How To Manually Review the ETL Output

Your organization may require a manual review of all ETL output before uploading to the AWS cloud.

That can be supported easily enough with a two-step ETL process.

First ETL Step: Generate Human-Readable Files

Follow the normal ETL flow, but:

  • Make sure to pass --output-format=ndjson to cumulus-etl
  • Use a local output folder (we don’t want this data in the cloud until we’ve reviewed it)
    • Remember that Docker will require that local folder to be mapped outside of its container with something like --volume /outside/path:/inside/path

This will drop all ETL results as ndjson files in the target folder.

Manual Review

These ndjson files are human-readable (though not entirely pleasant) and/or can be processed with standard json tools.

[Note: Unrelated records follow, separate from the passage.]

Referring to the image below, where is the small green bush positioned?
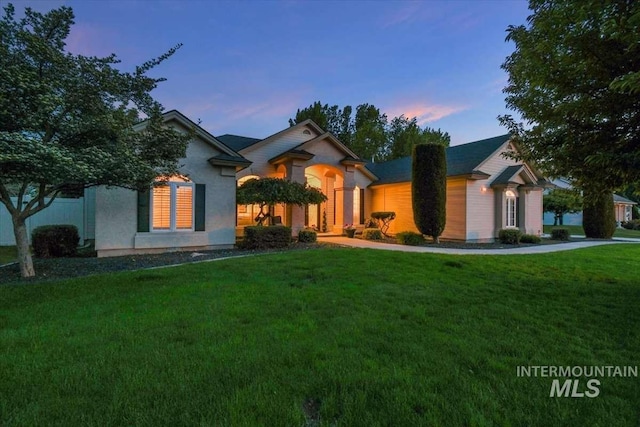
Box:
[242,225,291,249]
[622,219,640,230]
[498,228,522,245]
[362,228,382,240]
[31,225,80,258]
[298,229,318,243]
[520,234,542,243]
[396,231,424,246]
[551,228,569,240]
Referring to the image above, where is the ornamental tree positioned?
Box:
[411,144,447,243]
[500,0,640,238]
[236,178,327,225]
[543,188,582,225]
[0,4,189,277]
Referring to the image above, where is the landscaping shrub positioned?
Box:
[520,234,542,243]
[242,225,291,249]
[622,219,640,230]
[396,231,424,246]
[498,228,522,245]
[31,225,80,258]
[362,228,382,240]
[551,228,569,240]
[298,229,318,243]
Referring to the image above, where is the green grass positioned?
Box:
[0,246,18,265]
[0,244,640,426]
[544,225,640,239]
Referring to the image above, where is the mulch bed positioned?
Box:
[0,243,332,285]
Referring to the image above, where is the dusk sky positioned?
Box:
[10,0,529,145]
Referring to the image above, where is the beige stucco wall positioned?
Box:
[95,133,236,256]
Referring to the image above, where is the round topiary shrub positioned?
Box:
[298,229,318,243]
[498,228,522,245]
[551,228,569,240]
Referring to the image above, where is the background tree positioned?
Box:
[289,101,451,161]
[499,0,640,238]
[385,115,451,160]
[0,4,188,277]
[411,144,447,243]
[543,188,582,225]
[236,178,327,225]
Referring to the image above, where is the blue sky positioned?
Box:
[11,0,529,145]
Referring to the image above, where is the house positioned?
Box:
[367,135,549,242]
[93,110,548,256]
[95,110,249,256]
[543,178,637,227]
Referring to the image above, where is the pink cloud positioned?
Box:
[66,23,115,57]
[387,103,468,126]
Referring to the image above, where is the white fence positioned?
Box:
[0,197,87,246]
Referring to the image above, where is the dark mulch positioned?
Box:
[0,243,330,284]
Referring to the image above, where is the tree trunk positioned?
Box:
[12,216,36,277]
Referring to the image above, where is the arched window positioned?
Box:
[151,176,194,231]
[504,190,518,227]
[237,175,260,226]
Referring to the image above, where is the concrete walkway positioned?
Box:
[318,236,640,255]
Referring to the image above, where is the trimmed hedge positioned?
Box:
[242,225,291,249]
[31,225,80,258]
[396,231,424,246]
[520,234,542,243]
[622,219,640,230]
[551,228,569,240]
[362,228,382,240]
[582,189,617,239]
[498,228,522,245]
[298,230,318,243]
[411,144,447,242]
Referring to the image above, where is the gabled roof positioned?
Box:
[216,133,262,151]
[149,110,246,160]
[491,165,524,187]
[367,135,510,186]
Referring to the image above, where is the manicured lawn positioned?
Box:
[0,244,640,426]
[544,225,640,239]
[0,246,18,265]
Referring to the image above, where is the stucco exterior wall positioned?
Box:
[95,133,236,256]
[466,180,495,242]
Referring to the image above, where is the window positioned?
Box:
[151,176,194,231]
[504,190,517,227]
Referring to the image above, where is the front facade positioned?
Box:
[368,135,548,242]
[95,111,547,256]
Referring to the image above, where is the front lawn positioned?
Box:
[544,225,640,239]
[0,244,640,426]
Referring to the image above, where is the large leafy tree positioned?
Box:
[236,178,327,225]
[543,188,582,225]
[500,0,640,238]
[289,101,451,161]
[0,4,188,277]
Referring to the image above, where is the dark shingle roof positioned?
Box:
[491,165,523,185]
[216,133,262,151]
[367,135,510,185]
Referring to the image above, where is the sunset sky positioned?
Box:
[11,0,529,145]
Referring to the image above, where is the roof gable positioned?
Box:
[367,135,510,185]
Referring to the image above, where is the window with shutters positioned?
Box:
[151,176,194,231]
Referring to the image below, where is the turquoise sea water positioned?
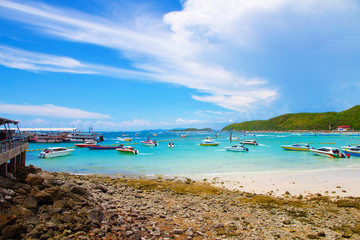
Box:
[27,132,360,176]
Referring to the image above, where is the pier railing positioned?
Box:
[0,137,28,153]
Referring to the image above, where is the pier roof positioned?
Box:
[0,117,19,125]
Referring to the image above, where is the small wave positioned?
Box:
[138,153,155,156]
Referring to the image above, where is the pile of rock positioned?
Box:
[0,167,360,240]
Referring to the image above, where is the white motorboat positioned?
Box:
[341,145,360,157]
[74,141,97,148]
[200,137,220,146]
[141,140,159,147]
[310,147,346,158]
[240,140,259,145]
[115,146,139,154]
[39,147,75,158]
[225,145,249,152]
[280,144,311,151]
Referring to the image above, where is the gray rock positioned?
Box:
[22,197,38,209]
[25,173,45,186]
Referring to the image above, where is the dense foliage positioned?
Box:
[222,105,360,131]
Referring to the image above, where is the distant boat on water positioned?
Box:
[310,147,346,158]
[140,140,159,147]
[240,140,259,146]
[280,144,311,151]
[342,146,360,157]
[225,145,249,152]
[200,137,220,146]
[74,141,97,148]
[39,147,75,158]
[115,146,139,154]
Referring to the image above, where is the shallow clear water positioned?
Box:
[27,132,360,175]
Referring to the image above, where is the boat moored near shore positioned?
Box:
[310,147,346,158]
[200,137,220,146]
[225,145,249,152]
[240,140,259,146]
[342,146,360,157]
[39,147,75,158]
[115,146,139,154]
[280,144,311,151]
[140,140,159,147]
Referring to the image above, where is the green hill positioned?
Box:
[222,105,360,131]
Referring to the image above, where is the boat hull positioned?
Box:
[225,147,249,152]
[74,144,96,148]
[310,149,340,158]
[343,149,360,157]
[115,148,139,154]
[281,146,310,151]
[88,146,119,150]
[141,142,158,147]
[41,149,75,158]
[200,143,220,146]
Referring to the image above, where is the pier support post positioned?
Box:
[8,157,16,176]
[0,163,7,177]
[15,154,22,176]
[21,151,26,167]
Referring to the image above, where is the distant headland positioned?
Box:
[222,105,360,131]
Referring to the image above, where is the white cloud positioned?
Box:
[175,118,200,125]
[0,104,110,119]
[0,0,358,112]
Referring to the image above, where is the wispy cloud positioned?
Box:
[0,0,358,112]
[0,104,110,119]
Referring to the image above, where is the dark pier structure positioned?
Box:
[0,118,29,178]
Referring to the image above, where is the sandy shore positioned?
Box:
[183,168,360,197]
[0,167,360,240]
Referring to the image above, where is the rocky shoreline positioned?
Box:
[0,166,360,240]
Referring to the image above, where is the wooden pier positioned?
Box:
[0,118,29,177]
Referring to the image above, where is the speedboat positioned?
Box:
[74,141,97,147]
[115,146,139,154]
[225,145,249,152]
[310,147,346,158]
[341,145,360,150]
[140,140,159,147]
[240,140,259,145]
[280,144,311,151]
[200,137,220,146]
[343,146,360,157]
[88,145,121,150]
[39,147,75,158]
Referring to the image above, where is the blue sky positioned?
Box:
[0,0,360,131]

Whatever your organization’s process is, once you are happy with the files, we can upload these files into a Delta Lake in the cloud.

Second ETL Step: Upload Binary Files

We want to convert the local ndjson folders into binary Delta Lake files in your AWS cloud.

Thankfully, there’s a special convert command for that:

docker compose -f $CUMULUS_REPO_PATH/compose.yaml \
  run --volume /path/to/output:/output --rm \
  cumulus-etl \
  convert \
  --s3-region=us-east-2 \
  /output \
  s3://my-cumulus-prefix-99999999999-us-east-2/subdir1/

This will copy over the job logs in the JobConfig file too.

For help on any other flags or options, pass --help.